Clever Craft Room
Small Space, Big Impact
Kay Holley’s basement is small, but her resourcefulness and creativity more than compensate.
At the Boyne City home she and husband, Stuart, have owned since 1978, Holley has transformed the dark and cramped basement like an artist does a blank easel. The brightest colors, fabrics, ribbons and rugs have come together to create a whimsical craft area that offers inspiration for breathing new life into old spaces.
A former East Jordan Middle School English teacher, Holley has been plugging away at brightening the lower floor with her quirky touches since retiring in 2005. (She said she finds many of her more eccentric accents at Cindi Franco’s Cool Stuff in Boyne City.)
It started as an effort to create a more enticing space to get on her treadmill every day; now it’s a spot she actually enjoys, with a spacious craft table for putzing and painting candlesticks and rocks for gardens and taking on projects with her grandsons, Alex and Tyler, when they come to visit.

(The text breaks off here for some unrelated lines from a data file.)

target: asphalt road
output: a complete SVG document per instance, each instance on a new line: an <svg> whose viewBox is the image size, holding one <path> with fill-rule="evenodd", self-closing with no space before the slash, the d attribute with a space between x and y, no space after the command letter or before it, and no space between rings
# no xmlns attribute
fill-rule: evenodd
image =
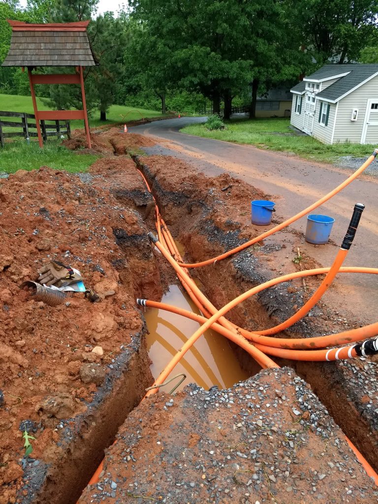
<svg viewBox="0 0 378 504"><path fill-rule="evenodd" d="M277 216L288 218L311 204L343 181L353 170L306 161L296 156L201 138L179 133L187 124L202 122L203 117L184 117L157 121L130 129L132 133L157 137L158 144L149 153L176 156L209 175L227 172L245 180L270 195L276 203ZM375 161L378 164L378 161ZM373 170L374 172L375 170ZM345 266L378 268L378 178L363 174L313 213L335 219L331 238L341 244L356 203L366 206ZM304 233L303 217L292 226ZM305 244L313 257L330 266L337 253L332 245ZM343 275L350 292L351 306L362 311L370 323L378 319L378 277L375 275Z"/></svg>

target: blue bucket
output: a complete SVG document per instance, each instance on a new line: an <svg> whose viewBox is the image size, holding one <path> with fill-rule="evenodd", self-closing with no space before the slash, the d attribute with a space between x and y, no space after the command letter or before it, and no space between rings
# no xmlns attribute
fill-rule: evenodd
<svg viewBox="0 0 378 504"><path fill-rule="evenodd" d="M258 226L266 226L270 224L272 212L275 212L275 203L266 200L257 200L250 202L251 220L252 224Z"/></svg>
<svg viewBox="0 0 378 504"><path fill-rule="evenodd" d="M313 214L307 216L306 241L323 245L328 241L335 219L328 215Z"/></svg>

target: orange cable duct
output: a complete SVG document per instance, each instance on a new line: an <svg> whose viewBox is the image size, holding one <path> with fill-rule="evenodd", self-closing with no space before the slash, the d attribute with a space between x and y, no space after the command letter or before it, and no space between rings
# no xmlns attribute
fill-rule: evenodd
<svg viewBox="0 0 378 504"><path fill-rule="evenodd" d="M277 226L275 226L271 229L269 229L269 231L266 231L265 233L263 233L262 234L260 235L260 236L257 236L256 238L253 238L248 241L246 241L245 243L239 245L239 246L235 247L235 248L228 250L227 252L225 252L224 254L220 254L216 257L213 258L211 259L208 259L207 261L203 261L200 263L194 263L188 264L181 263L180 263L180 266L184 268L200 268L201 266L206 266L209 264L213 264L214 263L216 262L216 261L221 261L222 259L225 259L226 258L229 257L230 256L236 254L237 252L240 252L241 250L244 250L244 248L246 248L250 246L251 245L254 245L255 243L257 243L258 242L261 241L261 240L264 239L265 238L268 238L268 236L271 236L271 235L277 232L278 231L280 231L281 229L283 229L284 228L285 228L290 224L292 224L293 222L295 222L296 221L298 220L298 219L300 219L301 217L305 215L306 214L308 214L310 212L312 212L312 210L314 210L316 208L318 208L318 207L320 207L321 205L323 205L323 203L325 203L326 201L330 200L333 196L334 196L338 193L340 193L341 191L344 189L344 187L346 187L346 186L350 184L351 182L353 182L354 180L357 178L357 177L358 177L362 173L362 172L364 171L370 164L371 164L372 161L375 159L377 154L378 154L378 149L376 149L373 152L372 154L362 165L361 165L358 169L356 170L354 173L352 173L352 175L348 177L348 178L344 181L344 182L341 183L339 185L338 185L337 187L331 191L331 192L326 195L325 196L323 196L323 198L318 200L318 201L313 203L312 205L310 205L306 208L305 208L304 210L302 210L301 212L300 212L296 215L290 217L289 219L288 219L281 224L278 224Z"/></svg>

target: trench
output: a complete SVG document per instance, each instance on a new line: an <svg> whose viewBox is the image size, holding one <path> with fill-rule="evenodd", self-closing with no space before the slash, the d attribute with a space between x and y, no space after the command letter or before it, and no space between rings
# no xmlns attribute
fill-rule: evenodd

Ideas to borrow: Colorful shower curtains tied with ribbons hide the furnace; polka dots and bright paint enliven the shelves of “stuff” that we all have at home; mismatched rugs are charmingly coordinated; and along the wood-beamed ceiling, one side is painted blue, and facing the other direction the slats will be orange once she’s finished.
Family mementos are hung with abandon everywhere, making disorganized look surprisingly planned, like a messy but trendy hair style or a splatter painting in an otherwise staid museum.
“It’s just a collection of all my stuff down here,” Holley says. “I wanted a nice place to have it all around me.”